Brace for a change of direction at one of Florida’s two biggest property insurers.
After years of losing customers, state-run Citizens Property Insurance Corp. expects to gain them in 2017, its top executive said Tuesday.
A big reason: Private competitors such as Heritage Property & Casualty Insurance Co. want to raise rates up to 25 percent in parts of South Florida.
That’s where Citizens expects to gain customers — particularly in Palm Beach, Broward and Miami-Dade counties.
“When we forecast 2017, we’re actually forecasting a slight increase in policy count,” Citizens CEO Barry Gilway told company officials ahead of Wednesday’s board meeting.
That’s a significant change. Citizens has dramatically reduced its customer count from a high near 1.5 million in 2012 to below 500,000. Thanks to transfer offers from private insurers, it has been dropping a lot of customers annually — until now.

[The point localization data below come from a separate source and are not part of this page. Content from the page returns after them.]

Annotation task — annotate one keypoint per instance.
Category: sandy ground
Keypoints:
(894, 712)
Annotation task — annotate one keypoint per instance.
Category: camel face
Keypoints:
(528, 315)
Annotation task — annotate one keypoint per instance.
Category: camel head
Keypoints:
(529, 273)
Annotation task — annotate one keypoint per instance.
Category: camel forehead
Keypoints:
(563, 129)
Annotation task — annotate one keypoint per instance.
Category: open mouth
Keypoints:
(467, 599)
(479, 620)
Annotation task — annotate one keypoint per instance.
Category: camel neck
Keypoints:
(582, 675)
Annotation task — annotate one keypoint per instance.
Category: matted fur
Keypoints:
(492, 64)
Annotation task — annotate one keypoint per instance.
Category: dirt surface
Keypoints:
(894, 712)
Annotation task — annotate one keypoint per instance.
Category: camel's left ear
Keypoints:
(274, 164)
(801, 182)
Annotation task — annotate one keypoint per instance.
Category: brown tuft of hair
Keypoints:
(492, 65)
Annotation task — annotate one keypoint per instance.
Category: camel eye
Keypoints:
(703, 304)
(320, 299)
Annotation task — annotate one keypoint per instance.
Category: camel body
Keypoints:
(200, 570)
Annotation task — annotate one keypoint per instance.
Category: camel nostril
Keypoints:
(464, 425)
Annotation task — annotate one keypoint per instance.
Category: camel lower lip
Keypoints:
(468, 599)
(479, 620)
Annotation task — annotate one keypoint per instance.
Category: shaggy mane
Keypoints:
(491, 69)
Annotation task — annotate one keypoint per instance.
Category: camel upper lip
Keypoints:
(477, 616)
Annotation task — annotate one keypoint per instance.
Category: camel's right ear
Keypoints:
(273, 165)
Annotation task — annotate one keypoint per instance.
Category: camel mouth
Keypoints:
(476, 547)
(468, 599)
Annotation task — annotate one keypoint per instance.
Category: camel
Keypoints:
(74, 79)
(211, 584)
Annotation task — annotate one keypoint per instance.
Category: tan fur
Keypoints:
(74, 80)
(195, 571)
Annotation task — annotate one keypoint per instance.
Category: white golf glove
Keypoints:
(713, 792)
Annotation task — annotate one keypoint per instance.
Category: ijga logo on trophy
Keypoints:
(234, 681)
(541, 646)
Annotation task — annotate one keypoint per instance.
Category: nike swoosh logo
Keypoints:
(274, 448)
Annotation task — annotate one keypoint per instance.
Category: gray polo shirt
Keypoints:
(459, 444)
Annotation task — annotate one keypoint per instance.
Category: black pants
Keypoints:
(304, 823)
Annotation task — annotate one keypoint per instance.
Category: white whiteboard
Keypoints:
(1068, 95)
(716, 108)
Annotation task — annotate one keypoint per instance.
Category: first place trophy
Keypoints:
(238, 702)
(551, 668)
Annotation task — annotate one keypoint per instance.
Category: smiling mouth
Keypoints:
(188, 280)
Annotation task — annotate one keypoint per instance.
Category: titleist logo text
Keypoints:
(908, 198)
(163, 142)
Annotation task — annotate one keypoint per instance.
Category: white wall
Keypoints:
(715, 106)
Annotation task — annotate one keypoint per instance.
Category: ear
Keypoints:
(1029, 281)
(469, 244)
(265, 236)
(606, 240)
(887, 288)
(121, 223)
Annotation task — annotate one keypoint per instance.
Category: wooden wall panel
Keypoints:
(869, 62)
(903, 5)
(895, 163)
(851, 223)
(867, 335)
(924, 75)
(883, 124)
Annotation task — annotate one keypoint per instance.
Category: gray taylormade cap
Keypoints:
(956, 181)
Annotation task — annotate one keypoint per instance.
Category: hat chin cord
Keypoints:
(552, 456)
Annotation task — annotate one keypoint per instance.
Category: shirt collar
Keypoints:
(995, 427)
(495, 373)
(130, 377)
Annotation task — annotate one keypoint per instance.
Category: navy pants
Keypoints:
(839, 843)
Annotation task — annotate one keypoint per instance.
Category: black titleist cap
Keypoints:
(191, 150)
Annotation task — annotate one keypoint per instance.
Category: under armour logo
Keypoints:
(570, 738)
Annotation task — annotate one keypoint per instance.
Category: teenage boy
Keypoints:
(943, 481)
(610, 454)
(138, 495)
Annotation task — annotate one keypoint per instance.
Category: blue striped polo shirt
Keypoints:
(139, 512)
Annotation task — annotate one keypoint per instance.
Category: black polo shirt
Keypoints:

Forecasts once imagined the company continuing to shrink as low as 420,000, but company officials are now expecting to remain close to where they are in 2016 and even grow a bit next year.
A recent customer count of 490,000 represents a slight rebound from figures a few thousand customers below that.
In Palm Beach County, Citizens seeks to raise 2017 rates an average of 8.4 percent for an average premium of $1,890, according to company figures. About 6,833 customers out of 47,162 will see a rate decrease, but most are looking at higher premiums.
So why would Citizens expect to stay the same size or grow? By law, Citizens rate increases are capped at 10 percent a year. Despite more than a decade without a hurricane, many private insurers are asking for rate increases larger than that.
Citizens is blaming higher rates on losses on non-storm claims such as plumbing leaks, particularly in South Florida. So are many of its private competitors, but if regulators approve, they can raise rates potentially higher than Citizens can.
“If they get their rate increases compared to what we can potentially get, we’re going to be very competitive,” Gilway said. “We’re put in a position where we’re more competitive than we want to be.”